Three former councilmembers told the Eagle that the jail plan will likely pass, though it may take some back-room deal-making. The former councilmembers requested anonymity so as to not alienate former colleagues. 

“It’s going to happen. They’re going to posture and do things and maybe some will vote no,” said one. “It doesn’t get this far and not go through.”

“It will get done, but there will be a lot of tweaks,” said political consultant George Arzt. He believes a compromise between City Hall and the council on the height of the proposed facilities will enable councilmembers to save face with constituents opposed to the plan. 

“The administration has enough of an opening with the reduced jail population to cut the height of the buildings, and I think that is the most significant factor in getting this done,” Arzt said. “That allows councilmembers to say, ‘They wanted X, but we did Y, and we got this done for our constituents.’”

Council Speaker Corey Johnson has not explicitly stated how he will vote on the final proposal, but he lent his support to the plan when it was announced last summer by the de Blasio administration. He also co-wrote an op-ed in April with former Chief Judge of the New York State Court of Appeals Jonathan Lippman outlining why he believes the borough-based jails land-use proposal — called ULURP — is essential to closing Rikers. In the op-ed, Johnson and Lippman list changes they would like to see, “such as finding non-jail, hospital-based alternatives for people with serious mental health diagnoses,” as well as investment in communities “hit hard by the inequities of the criminal justice system.”

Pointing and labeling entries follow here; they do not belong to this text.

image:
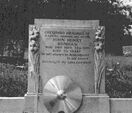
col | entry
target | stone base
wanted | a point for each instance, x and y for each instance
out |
(92, 103)
(31, 103)
(95, 103)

The speaker’s support of the plan is pivotal when it comes to a full-council vote.

Queens Eagle


Yesterday, the Queens Daily Eagle generated some conversations in City Hall after contacting all 51 city councilmembers — in conjunction with sibling publication, the Brooklyn Eagle —  to find out where the legislators stand on the controversial land use application for building four new jails, one in each borough except Staten Island.

The Queens jail, part of a stated proposal for closing the detention centers on Rikers Island, would rise 270-feet and house a maximum of 1,150 detainees behind the Queens Criminal Courthouse in Kew Gardens. Queens’ 15 councilmembers differ on the proposal.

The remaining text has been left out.